Pont des Arts, hangi tarihte ilk olarak kimin tarafından yapıldığı bilinmemekle birlikte, köprüyü çevreleyen ızgara biçimindeki koruyucu bölgelere asma kilitler asılıyor. Zamanla, bölgede geçen çiftler, turistler, ellerinde kilitlerle köprü başında görülmeye başlanıyor. Başkent Paris'i ziyaret eden çiftlerinde geleneği haline gelen "aşklarının ölümsüzlüğünü" simgeleyen asma kilitler, hızla çoğalmaya başlıyor. Tabii beraberinde, köprü etrafında daha çok Kuzey Afrikalı olan kilit satıcıları yeni bir pazar oluşmuş.
Geçtiğimiz yıl köprü üzerinde bulunan kilitlerin, köprüye zarar verme riski düşünülerek, Paris Büyükşehir belediyesi tarafından köprü etrafındaki ızgaralarda bulunan kilitli bölümler değiştirildi. Bu yeni durum, kilit asma konusunda çiftleri durdurmadı. Bu kez aynı bölgede bulunan farklı köprüler üzerindeki ızgaralara kilitler asılmaya başlandı. Belediye bugüne kadar topladığı kilitleri tartım işlemleri sırasında 65 bin ton ağırlığında kilit elde ettiğini açıkladı. Paris Büyükşehir Belediyesi bugünlerde kilitlere dair yeni bir projeyi kamuoyuyla paylaştı.

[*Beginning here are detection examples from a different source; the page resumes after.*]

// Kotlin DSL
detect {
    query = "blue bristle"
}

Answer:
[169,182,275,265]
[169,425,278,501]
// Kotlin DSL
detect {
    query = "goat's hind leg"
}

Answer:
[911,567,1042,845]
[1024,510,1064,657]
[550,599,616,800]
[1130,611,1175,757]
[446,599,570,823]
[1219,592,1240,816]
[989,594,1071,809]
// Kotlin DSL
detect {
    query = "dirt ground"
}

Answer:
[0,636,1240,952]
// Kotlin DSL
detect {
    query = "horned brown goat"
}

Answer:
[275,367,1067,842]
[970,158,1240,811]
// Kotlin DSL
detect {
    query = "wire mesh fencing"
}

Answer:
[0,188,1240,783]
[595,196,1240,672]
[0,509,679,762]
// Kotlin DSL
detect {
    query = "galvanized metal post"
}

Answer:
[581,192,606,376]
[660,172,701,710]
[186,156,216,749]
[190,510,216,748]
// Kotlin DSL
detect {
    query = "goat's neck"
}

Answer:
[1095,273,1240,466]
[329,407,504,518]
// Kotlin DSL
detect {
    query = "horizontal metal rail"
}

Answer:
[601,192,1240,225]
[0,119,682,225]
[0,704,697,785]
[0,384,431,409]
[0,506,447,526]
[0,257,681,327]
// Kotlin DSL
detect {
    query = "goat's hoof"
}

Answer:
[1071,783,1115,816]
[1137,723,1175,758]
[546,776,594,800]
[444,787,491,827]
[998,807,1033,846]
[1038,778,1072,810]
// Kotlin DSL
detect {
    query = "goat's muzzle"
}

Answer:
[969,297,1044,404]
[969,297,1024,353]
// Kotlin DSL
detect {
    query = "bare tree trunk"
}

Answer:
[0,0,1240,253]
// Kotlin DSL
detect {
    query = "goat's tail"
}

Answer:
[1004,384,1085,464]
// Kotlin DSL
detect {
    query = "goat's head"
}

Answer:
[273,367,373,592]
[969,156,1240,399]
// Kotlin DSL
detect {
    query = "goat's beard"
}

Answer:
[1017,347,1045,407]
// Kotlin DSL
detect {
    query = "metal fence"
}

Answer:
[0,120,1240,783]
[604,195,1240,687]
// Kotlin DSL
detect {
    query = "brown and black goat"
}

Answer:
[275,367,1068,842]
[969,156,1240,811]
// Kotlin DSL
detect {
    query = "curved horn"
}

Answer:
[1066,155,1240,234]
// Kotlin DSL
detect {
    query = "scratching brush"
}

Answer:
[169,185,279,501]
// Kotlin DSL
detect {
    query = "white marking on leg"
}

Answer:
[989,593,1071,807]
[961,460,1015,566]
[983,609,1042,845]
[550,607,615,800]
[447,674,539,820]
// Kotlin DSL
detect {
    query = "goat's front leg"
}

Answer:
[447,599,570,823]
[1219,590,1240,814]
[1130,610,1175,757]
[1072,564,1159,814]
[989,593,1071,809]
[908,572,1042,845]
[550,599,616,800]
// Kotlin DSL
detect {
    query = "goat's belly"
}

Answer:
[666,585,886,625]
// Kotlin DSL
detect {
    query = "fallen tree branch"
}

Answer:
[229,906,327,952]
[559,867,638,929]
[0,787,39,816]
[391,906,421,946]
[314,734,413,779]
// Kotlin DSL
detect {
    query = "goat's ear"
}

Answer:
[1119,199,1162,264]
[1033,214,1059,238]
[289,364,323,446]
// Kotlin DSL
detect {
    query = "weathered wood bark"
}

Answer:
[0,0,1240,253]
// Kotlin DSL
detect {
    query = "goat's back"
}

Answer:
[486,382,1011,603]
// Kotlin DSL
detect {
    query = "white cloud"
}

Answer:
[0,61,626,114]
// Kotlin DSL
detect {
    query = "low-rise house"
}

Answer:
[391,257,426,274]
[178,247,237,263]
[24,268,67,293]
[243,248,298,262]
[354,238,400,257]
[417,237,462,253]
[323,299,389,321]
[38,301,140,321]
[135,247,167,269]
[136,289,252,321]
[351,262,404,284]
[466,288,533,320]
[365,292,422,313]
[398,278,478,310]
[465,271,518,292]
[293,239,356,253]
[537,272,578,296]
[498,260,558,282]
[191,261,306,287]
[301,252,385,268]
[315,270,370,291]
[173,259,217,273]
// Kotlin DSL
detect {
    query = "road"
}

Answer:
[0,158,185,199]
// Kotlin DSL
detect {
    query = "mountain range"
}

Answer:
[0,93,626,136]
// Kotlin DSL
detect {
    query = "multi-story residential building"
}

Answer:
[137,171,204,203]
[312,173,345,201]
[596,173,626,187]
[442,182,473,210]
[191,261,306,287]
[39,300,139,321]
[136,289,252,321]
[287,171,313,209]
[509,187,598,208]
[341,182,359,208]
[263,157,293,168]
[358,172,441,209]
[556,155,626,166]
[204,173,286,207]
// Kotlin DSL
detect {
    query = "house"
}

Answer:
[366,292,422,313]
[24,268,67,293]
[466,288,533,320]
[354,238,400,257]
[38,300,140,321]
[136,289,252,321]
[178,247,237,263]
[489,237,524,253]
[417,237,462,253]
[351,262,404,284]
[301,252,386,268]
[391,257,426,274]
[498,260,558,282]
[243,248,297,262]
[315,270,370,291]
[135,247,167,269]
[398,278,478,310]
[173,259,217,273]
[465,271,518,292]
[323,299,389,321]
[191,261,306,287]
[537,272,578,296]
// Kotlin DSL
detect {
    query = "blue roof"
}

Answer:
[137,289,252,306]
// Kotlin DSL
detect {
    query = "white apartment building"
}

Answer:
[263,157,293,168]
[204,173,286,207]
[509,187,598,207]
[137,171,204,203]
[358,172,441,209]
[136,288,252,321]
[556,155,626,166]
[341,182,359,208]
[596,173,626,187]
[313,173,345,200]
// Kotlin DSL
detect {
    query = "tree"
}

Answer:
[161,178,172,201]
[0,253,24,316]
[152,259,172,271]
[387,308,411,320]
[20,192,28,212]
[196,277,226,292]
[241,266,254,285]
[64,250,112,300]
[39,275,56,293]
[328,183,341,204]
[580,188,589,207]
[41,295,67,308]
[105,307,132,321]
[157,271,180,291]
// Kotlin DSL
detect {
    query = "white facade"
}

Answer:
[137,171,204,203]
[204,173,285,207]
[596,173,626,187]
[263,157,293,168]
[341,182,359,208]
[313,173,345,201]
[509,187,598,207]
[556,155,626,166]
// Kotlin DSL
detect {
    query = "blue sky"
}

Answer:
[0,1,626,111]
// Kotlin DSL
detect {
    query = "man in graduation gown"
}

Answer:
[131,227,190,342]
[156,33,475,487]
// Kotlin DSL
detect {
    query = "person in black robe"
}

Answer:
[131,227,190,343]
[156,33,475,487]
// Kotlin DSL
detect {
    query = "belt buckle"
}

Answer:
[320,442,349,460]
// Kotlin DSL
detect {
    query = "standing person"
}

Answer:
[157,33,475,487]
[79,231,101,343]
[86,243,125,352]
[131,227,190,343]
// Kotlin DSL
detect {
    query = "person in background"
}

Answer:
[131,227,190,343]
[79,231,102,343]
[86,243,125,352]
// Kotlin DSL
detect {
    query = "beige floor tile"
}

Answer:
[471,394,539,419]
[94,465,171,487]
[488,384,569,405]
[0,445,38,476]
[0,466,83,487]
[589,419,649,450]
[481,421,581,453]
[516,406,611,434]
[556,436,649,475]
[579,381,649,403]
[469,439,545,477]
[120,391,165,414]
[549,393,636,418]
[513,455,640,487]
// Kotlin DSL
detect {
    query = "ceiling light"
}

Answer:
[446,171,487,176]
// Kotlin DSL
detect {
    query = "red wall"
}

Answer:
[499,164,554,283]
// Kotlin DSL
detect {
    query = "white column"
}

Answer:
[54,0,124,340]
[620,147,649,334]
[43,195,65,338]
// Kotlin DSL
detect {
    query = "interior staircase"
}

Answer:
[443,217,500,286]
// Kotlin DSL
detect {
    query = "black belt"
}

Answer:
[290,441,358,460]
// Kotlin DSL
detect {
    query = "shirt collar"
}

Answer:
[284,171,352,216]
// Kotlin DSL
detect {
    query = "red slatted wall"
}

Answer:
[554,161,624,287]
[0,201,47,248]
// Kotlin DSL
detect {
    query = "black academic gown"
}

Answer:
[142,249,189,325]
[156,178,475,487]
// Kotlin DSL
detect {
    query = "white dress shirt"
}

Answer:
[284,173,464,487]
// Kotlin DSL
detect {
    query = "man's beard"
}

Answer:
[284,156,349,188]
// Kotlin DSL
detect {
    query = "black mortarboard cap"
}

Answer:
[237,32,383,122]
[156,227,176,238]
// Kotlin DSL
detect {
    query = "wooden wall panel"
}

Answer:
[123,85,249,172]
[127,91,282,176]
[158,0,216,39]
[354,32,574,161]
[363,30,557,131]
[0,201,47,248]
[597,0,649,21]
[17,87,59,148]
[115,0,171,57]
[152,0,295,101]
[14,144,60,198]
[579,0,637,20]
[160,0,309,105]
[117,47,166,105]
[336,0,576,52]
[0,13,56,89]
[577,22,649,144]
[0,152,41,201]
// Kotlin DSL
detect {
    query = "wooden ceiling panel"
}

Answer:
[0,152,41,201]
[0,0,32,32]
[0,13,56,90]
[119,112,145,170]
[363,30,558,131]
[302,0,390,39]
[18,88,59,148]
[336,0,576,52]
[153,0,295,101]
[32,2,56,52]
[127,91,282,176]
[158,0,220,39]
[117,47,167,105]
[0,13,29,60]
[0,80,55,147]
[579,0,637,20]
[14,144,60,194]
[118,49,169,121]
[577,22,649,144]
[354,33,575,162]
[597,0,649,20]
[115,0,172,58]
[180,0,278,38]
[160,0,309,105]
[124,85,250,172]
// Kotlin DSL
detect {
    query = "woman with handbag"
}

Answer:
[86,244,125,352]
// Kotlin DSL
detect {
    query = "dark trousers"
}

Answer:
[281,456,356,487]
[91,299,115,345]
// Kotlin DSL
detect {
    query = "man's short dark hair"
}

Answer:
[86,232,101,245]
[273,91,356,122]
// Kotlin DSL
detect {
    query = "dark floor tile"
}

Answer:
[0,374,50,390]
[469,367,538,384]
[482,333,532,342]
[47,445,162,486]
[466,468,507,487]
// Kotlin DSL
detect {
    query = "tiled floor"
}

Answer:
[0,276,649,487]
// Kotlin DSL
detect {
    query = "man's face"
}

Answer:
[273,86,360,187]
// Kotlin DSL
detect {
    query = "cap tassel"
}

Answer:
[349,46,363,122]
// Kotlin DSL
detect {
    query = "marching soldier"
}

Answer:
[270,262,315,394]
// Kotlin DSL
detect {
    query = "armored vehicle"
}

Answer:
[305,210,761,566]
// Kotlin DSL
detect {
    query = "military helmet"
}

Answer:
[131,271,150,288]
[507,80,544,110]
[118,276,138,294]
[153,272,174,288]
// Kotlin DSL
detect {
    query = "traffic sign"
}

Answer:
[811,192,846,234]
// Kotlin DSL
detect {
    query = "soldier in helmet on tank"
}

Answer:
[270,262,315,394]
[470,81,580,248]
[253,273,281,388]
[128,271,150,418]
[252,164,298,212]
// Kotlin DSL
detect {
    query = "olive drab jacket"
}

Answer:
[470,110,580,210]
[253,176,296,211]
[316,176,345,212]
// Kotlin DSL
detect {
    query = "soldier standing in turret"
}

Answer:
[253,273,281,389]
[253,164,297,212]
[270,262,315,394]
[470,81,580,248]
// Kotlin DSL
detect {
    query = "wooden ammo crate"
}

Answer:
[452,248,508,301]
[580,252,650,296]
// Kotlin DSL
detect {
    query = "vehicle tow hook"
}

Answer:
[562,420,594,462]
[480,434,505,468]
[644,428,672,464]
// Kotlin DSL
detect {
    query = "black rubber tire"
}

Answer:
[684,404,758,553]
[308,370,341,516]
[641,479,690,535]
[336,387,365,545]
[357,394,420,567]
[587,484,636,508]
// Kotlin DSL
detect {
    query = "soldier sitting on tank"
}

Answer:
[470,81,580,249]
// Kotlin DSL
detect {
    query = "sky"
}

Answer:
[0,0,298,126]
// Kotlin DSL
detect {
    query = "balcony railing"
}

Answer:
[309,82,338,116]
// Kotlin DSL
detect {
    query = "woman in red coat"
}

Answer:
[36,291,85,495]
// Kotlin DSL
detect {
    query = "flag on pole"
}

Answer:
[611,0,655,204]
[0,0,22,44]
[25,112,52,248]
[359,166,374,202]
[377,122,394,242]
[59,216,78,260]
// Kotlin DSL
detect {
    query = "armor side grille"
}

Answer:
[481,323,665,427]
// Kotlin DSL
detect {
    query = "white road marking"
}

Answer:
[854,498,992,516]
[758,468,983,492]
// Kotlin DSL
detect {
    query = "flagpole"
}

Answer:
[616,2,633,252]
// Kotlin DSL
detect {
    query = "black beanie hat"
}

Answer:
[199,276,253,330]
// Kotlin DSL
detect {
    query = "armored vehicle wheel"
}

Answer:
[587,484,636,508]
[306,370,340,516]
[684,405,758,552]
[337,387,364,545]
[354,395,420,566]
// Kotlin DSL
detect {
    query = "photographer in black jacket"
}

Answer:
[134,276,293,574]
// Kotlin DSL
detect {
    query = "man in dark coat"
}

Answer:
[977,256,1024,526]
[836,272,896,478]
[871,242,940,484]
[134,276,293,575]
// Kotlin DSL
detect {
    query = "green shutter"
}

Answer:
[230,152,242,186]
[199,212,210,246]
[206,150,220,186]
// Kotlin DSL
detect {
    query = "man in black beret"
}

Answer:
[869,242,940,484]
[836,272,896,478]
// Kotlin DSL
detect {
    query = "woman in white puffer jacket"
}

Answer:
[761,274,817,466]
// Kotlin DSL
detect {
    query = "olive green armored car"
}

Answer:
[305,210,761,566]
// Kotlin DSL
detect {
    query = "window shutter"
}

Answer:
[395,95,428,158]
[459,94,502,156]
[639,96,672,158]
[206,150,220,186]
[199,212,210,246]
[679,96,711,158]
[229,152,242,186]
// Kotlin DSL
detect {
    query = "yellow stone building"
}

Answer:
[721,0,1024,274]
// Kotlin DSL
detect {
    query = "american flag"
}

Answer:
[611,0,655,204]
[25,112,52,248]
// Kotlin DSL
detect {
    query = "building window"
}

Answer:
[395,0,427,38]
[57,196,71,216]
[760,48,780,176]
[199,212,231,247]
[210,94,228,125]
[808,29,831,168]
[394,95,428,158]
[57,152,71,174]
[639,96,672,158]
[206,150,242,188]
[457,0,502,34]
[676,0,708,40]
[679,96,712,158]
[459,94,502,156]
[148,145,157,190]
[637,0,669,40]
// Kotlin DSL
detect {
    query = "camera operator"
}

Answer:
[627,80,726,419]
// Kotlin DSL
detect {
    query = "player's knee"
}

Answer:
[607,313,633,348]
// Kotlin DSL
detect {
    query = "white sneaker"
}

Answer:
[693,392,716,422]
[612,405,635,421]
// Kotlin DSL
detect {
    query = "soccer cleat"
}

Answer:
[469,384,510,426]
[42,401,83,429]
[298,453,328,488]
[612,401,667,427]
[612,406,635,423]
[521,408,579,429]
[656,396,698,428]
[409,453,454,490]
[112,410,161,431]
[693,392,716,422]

Projeye göre eritilmesi durumunda 100 bin Euro değerinde olan kilitler önce satışa çıkarılacak. Satılmaması durumunda ise ilgili bir merkeze verilip eritilerek elde edilen gelir, Paris'e gelen göçmenler için kullanılacak.
Paris Belediyesi, geçtiğimiz yıldan bu yana göçmenler için değişik projeler geliştiriyor. Önce göçmenler için çalışma yürütecek, projesi olan derneklere fon sağladı. Söz konusu fonları alan derneklerin, göçmenler konusunda kalıcı projeler üretme şansı yoktu. Bu nedenle derneklerin faaliyeti daha çok günlük ihtiyaçları karşılama biçimine dönüştü. Devamında belediye, Paris'te hem evsizler için hem de göçmenler için tahliye edilmiş eski kamu binalarını barınma merkezine dönüştürmek için çeşitli girişimlerde bulundu. Belediye bu nedenle kentin, sağ ve zengin yanının öfkesini üstüne çekti. Kimi barınma merkezleri kundaklandı. Failler bulunamadı. Porte Chapelle bölgesinde yapılan 400 kişilik göçmen kampı ise büyük tartışmalarla geçtiğimiz günlerde açılabildi.
Kilit takanlar görüldüğünde insana, "bir kilitten bile insanlar medet umar oldu" dedirten durum, belediyenin projesiyle insani bir amaca dönüştü. On yıllardır Paris'in geleneği haline gelen Pont des Arts'a asma kilit asmak, belediyenin açmış olduğu bu yeni yöntemle bir göçmenin üzerinde belki bir hırkaya, belki de bir tas çorbaya dönüşecek!